Now, think about what Walt Disney was working on in the late 1960s. That’s right, EPCOT. Not the theme park we know today, but instead the Experimental Prototype Community of Tomorrow. This was urban planning on steroids, designing a city that would eliminate the conditions that some people said had caused the Watts riot.



We can debate over and over again whether those conditions actually caused the riot, but the fact of the matter is that Walt was busy at work on solutions to those problems, even before the riot. These conditions were evident in other cities, and riots continued throughout 1965 and 1966, leading to a Republican group taking back seats in Congress in the 1966 midterm elections, and eventually to Nixon.
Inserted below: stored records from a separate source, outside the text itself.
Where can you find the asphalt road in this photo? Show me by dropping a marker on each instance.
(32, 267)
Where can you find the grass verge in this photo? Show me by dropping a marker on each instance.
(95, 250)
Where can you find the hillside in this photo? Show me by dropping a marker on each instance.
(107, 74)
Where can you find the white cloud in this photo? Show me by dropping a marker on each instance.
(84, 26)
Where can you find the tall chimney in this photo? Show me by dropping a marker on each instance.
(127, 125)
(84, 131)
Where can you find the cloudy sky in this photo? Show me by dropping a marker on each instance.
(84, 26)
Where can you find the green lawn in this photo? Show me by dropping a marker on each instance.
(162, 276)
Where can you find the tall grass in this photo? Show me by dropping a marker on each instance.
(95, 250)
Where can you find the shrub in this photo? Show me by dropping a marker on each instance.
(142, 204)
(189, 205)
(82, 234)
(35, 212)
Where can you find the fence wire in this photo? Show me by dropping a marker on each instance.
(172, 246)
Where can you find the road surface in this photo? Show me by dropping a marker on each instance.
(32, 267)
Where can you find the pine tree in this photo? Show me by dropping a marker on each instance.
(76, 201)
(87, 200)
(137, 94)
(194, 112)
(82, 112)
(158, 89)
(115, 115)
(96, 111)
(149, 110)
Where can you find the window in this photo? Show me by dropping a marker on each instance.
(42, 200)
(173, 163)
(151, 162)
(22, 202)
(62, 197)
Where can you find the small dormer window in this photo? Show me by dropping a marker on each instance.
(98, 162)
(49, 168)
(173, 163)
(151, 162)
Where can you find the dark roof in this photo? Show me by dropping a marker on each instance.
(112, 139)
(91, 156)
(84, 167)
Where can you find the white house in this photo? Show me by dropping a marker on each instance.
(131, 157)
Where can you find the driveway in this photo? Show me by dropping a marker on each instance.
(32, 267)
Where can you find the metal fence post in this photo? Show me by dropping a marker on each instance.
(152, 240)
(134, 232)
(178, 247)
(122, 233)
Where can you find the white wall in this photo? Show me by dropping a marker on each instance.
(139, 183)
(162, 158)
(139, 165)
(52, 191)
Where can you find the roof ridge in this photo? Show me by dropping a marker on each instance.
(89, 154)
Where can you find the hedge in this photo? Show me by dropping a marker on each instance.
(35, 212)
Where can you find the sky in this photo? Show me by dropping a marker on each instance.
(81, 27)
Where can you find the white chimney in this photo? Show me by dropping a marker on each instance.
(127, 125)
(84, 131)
Imagine what would have happened if Walt had lived, and EPCOT had been constructed as he had intended. Say it opened in 1970 or 1971. The problems that were brought to light in the Watts riot could have been solved at EPCOT. If people saw the success, who knows what kind of America we would now live in. Would we have monorails, people movers, mass transit and the like? Would we have less pollution and commuting, more town squares, and a better sense of community? These were the aims of EPCOT.

It’s not like the problems that Walt was aiming to solve in EPCOT have been taken care of today. They haven’t. But you have to wonder what would have happened if America had seen Uncle Walt showing them the way to fix things in our cities on our televisions every Sunday evening in the early 70s. Something to think about for sure.